THE US Senate narrowly approved Brett Kavanaugh’s appointment to the Supreme Court on Saturday despite the sexual assault allegations hanging over him.

Senators voted 50-48 in favour despite marches and protests in 28 states organised by the Planned Parenthood Action Fund, National Domestic Workers Alliance and others. Protesters thronged Capitol Hill in Washington on Saturday despite hundreds being arrested for doing so just days before, while others shouted “shame!” from the public gallery as senators voted to endorse Mr Kavanaugh, whose Supreme Court seat is a lifetime appointment.

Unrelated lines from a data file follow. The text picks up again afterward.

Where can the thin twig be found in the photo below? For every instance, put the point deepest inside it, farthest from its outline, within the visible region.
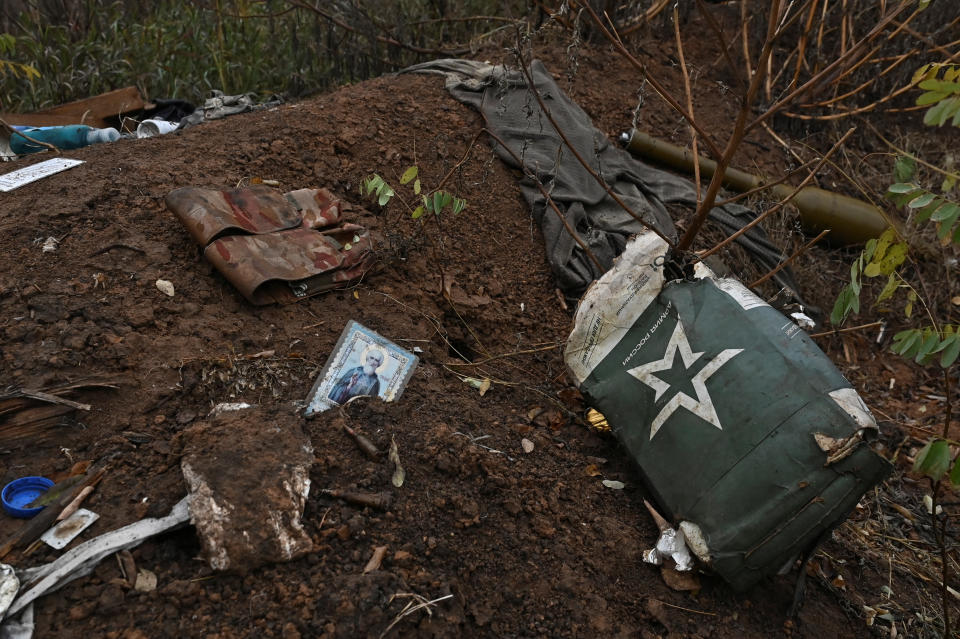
(847, 330)
(782, 203)
(782, 265)
(699, 612)
(386, 40)
(657, 86)
(460, 163)
(739, 130)
(827, 71)
(576, 154)
(689, 94)
(553, 205)
(503, 355)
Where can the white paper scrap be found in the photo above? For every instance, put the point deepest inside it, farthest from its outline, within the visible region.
(67, 530)
(18, 178)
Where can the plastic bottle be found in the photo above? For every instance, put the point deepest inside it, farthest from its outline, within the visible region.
(74, 136)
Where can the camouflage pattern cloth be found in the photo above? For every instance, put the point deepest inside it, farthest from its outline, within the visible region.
(275, 247)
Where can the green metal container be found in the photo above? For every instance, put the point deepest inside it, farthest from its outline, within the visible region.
(746, 434)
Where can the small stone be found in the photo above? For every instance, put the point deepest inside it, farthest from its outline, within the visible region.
(165, 287)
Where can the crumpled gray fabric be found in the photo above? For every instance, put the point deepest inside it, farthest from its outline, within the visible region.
(512, 113)
(219, 106)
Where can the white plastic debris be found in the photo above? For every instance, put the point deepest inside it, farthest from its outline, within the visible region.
(226, 407)
(68, 529)
(166, 287)
(84, 558)
(671, 544)
(803, 321)
(9, 585)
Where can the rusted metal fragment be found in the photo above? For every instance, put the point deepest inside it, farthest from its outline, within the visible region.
(249, 476)
(290, 265)
(209, 213)
(318, 207)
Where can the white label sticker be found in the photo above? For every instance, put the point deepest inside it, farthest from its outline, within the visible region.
(740, 293)
(32, 173)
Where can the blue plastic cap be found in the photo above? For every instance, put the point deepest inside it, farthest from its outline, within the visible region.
(20, 492)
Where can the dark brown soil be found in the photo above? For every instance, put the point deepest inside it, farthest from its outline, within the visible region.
(527, 544)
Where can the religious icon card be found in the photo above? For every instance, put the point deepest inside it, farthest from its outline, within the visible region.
(363, 364)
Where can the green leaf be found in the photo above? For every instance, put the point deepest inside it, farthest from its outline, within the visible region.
(888, 290)
(883, 243)
(922, 200)
(933, 460)
(385, 194)
(844, 305)
(930, 342)
(902, 187)
(955, 475)
(893, 258)
(948, 183)
(931, 97)
(904, 341)
(949, 211)
(408, 175)
(950, 353)
(946, 224)
(904, 168)
(924, 214)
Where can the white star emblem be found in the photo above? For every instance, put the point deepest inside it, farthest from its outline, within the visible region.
(702, 406)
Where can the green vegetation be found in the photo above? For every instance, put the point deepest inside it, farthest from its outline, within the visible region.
(182, 50)
(932, 341)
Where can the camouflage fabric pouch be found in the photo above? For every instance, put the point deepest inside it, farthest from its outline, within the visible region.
(273, 247)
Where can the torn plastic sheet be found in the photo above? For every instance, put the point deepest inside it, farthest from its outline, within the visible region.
(719, 398)
(21, 628)
(76, 563)
(502, 97)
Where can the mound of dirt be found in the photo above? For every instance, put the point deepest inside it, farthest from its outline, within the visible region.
(503, 541)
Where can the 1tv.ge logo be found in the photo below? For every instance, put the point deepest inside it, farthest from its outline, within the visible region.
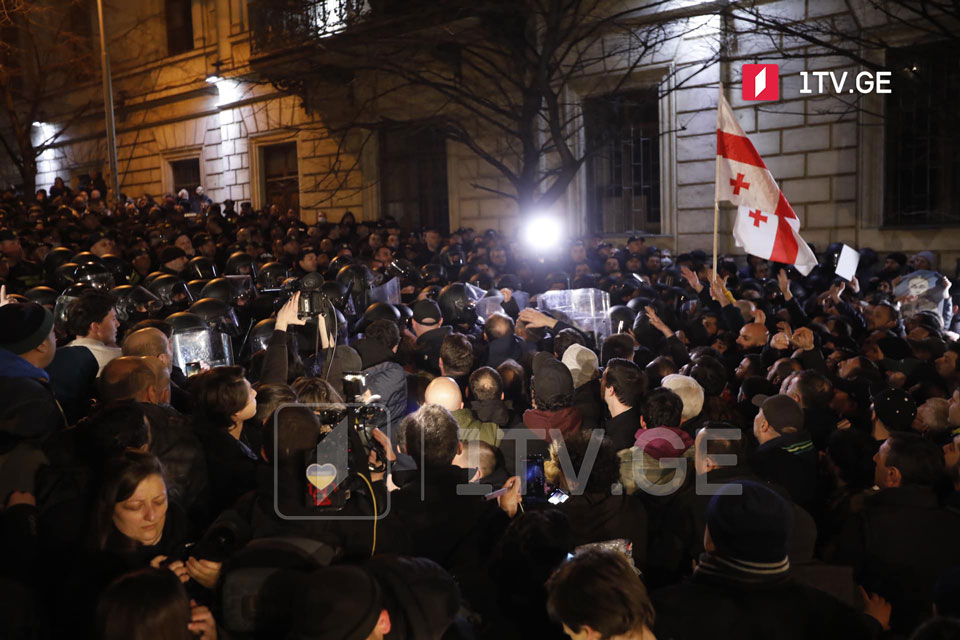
(761, 82)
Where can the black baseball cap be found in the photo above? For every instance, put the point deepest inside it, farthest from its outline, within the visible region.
(780, 411)
(427, 312)
(895, 409)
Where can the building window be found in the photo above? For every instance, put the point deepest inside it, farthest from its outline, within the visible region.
(413, 177)
(623, 172)
(281, 176)
(186, 175)
(179, 15)
(922, 138)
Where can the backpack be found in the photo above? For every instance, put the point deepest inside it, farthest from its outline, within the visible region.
(258, 583)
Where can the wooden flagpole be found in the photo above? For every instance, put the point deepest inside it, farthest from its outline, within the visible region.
(716, 193)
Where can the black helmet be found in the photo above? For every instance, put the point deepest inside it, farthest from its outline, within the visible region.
(184, 321)
(405, 270)
(433, 274)
(336, 293)
(621, 314)
(196, 288)
(153, 275)
(336, 264)
(65, 275)
(200, 268)
(134, 303)
(240, 264)
(272, 275)
(406, 313)
(307, 333)
(54, 259)
(172, 291)
(483, 280)
(218, 315)
(456, 307)
(453, 259)
(356, 278)
(558, 277)
(509, 281)
(431, 292)
(218, 288)
(121, 268)
(69, 294)
(379, 311)
(44, 296)
(85, 256)
(260, 334)
(96, 274)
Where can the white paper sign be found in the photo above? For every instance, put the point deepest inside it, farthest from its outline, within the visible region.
(847, 263)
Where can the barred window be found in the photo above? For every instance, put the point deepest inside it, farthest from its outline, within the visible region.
(623, 174)
(922, 137)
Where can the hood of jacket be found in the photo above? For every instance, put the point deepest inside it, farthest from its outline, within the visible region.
(372, 352)
(13, 366)
(492, 411)
(567, 421)
(473, 429)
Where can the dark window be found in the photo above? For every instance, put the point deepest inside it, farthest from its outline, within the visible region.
(922, 137)
(179, 26)
(281, 177)
(186, 175)
(623, 171)
(413, 177)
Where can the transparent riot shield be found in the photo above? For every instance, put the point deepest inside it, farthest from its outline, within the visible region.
(586, 309)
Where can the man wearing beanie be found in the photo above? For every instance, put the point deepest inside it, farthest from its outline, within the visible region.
(28, 409)
(902, 539)
(552, 413)
(742, 586)
(785, 455)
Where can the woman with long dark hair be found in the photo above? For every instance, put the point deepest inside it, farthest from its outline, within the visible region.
(222, 400)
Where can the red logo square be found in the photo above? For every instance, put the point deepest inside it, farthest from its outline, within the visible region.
(761, 82)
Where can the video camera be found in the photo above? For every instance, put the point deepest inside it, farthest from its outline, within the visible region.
(313, 301)
(353, 423)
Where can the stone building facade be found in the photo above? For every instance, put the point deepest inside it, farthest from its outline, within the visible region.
(204, 111)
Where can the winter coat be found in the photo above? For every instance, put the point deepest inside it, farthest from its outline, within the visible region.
(791, 461)
(471, 428)
(597, 517)
(73, 375)
(28, 407)
(428, 349)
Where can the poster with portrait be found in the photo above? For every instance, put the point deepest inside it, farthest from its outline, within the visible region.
(920, 291)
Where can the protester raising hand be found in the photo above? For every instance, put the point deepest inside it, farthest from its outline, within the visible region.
(691, 277)
(288, 314)
(201, 622)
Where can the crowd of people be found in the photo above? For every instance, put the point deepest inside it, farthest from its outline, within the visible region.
(751, 453)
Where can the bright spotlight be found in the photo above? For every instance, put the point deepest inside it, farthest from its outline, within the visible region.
(543, 233)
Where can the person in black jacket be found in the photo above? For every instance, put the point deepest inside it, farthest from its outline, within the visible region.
(786, 455)
(901, 539)
(596, 513)
(742, 587)
(598, 594)
(427, 327)
(438, 521)
(223, 399)
(623, 386)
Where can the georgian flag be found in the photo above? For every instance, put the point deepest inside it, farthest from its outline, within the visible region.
(766, 225)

Prior to voting, senators were allowed to view an FBI report on its investigation into Mr Kavanaugh based on the accusation from Dr Christine Blasey-Ford, who says she was sexually assaulted by him at college. He denies the charge.

The sole copy of the report was viewed in a sealed room to prevent leaks, but Democrat senators have said the investigation was “limited,” with other accusations of sexual assault being ignored and witnesses not questioned.

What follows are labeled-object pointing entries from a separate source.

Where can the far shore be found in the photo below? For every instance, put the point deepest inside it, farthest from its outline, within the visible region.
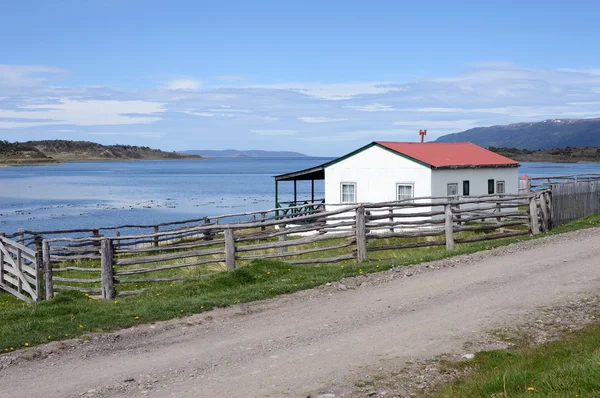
(46, 162)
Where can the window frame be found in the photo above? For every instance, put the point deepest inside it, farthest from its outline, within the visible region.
(455, 184)
(342, 191)
(491, 186)
(412, 191)
(467, 183)
(503, 187)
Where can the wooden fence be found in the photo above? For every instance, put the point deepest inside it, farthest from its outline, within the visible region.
(19, 270)
(574, 200)
(546, 182)
(109, 266)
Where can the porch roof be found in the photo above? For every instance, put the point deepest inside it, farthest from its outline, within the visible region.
(314, 173)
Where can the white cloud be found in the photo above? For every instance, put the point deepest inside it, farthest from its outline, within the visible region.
(274, 132)
(27, 75)
(230, 78)
(22, 125)
(320, 119)
(184, 83)
(372, 108)
(336, 91)
(373, 135)
(134, 134)
(461, 124)
(83, 113)
(203, 114)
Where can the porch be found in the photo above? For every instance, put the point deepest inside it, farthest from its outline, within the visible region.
(298, 205)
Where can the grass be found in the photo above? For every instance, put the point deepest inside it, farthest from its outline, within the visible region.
(73, 314)
(569, 367)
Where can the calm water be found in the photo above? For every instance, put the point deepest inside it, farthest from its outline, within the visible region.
(80, 195)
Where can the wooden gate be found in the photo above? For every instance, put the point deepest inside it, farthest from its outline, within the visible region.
(574, 200)
(19, 270)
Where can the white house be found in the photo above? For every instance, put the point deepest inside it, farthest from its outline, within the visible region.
(390, 171)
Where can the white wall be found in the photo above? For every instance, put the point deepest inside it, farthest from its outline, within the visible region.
(478, 180)
(376, 172)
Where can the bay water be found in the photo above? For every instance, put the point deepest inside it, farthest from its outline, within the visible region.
(103, 194)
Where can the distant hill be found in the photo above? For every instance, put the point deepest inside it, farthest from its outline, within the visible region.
(52, 151)
(553, 133)
(568, 154)
(233, 153)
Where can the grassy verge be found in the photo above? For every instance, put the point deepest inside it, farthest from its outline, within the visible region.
(569, 367)
(73, 314)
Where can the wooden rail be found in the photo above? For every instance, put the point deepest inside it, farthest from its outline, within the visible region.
(106, 265)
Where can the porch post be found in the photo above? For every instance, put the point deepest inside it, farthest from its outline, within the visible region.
(295, 194)
(276, 197)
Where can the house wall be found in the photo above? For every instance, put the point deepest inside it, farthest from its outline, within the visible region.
(376, 171)
(478, 180)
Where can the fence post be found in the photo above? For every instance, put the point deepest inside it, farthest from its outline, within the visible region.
(361, 235)
(263, 215)
(156, 230)
(545, 213)
(21, 238)
(533, 216)
(47, 266)
(283, 238)
(96, 234)
(550, 209)
(1, 260)
(39, 264)
(524, 185)
(108, 281)
(229, 249)
(449, 225)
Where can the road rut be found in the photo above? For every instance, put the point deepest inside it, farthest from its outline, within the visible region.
(308, 342)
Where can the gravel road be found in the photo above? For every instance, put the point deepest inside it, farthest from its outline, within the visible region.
(307, 343)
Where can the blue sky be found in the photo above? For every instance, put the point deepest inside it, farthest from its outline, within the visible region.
(320, 77)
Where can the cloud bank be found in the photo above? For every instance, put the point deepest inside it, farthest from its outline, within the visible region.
(315, 118)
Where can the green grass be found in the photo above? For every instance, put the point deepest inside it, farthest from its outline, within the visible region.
(73, 314)
(569, 367)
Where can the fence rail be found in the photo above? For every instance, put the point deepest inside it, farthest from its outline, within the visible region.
(109, 266)
(19, 270)
(574, 200)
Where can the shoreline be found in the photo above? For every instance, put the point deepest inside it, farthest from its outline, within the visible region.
(25, 162)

All Democrats voted against Mr Kavanaugh’s appointment, except West Virginia’s Joe Manchin, and all Republicans voted for him, except Alaskan Lisa Murkowski, who abstained — prompting President Donald Trump, who praised Mr Kavanaugh for being a “squeaky clean” candidate, to say her home state would never forgive her conduct.

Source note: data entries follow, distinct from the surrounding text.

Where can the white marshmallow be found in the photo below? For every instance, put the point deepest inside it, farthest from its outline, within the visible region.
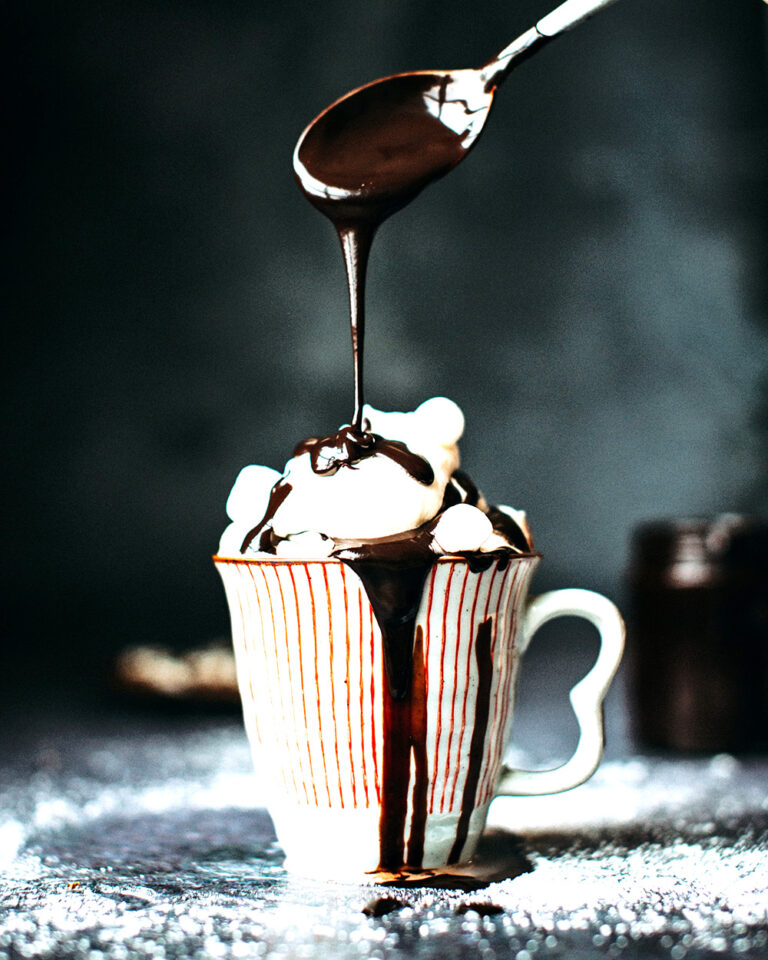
(461, 528)
(248, 498)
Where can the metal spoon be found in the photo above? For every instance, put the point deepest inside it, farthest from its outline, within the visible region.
(372, 151)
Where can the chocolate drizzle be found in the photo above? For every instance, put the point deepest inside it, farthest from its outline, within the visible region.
(350, 444)
(360, 161)
(405, 733)
(484, 662)
(367, 156)
(263, 529)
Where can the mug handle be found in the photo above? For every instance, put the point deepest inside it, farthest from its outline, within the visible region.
(586, 697)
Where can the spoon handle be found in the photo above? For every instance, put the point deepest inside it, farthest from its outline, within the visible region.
(562, 18)
(568, 14)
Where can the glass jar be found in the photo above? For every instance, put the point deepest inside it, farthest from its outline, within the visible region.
(698, 633)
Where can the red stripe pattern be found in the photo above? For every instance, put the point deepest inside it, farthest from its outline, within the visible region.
(309, 659)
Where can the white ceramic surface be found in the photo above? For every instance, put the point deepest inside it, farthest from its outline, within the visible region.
(310, 671)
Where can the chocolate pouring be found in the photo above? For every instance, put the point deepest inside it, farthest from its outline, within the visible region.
(361, 160)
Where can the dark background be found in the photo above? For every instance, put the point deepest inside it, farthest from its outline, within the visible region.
(588, 286)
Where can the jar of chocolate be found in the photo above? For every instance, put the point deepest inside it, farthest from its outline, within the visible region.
(698, 634)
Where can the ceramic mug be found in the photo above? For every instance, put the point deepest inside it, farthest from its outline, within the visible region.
(359, 782)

The president said that Mr Kavanaugh had been a “very big judge” for years and if he had done anything wrong it would have “come out loud and clear.”

Aside from Dr Blasey-Ford, at least two women have accused Mr Kavanagh of sexual assault, while the DC Circuit Court on which he served sent 15 complaints of alleged lying and “inappropriate judicial conduct including lying” to Supreme Court Chief Justice John Roberts.

Mr Trump dismissed the mass protests, saying those demonstrating had been paid to do so and said Democrats had become “an angry left-wing mob.”

But trade union federation AFL-CIO president Richard Trumka said the Senate had “shirked its fundamental responsibility” in confirming the new Supreme Court judge.

 He said the appointment handed the court to “corporate elites,” noting that “even the most cursory review of Kavanaugh’s judicial record reveals a right-wing extremist dedicated to advancing the demands of a few wealthy CEOs at the expense of working families.”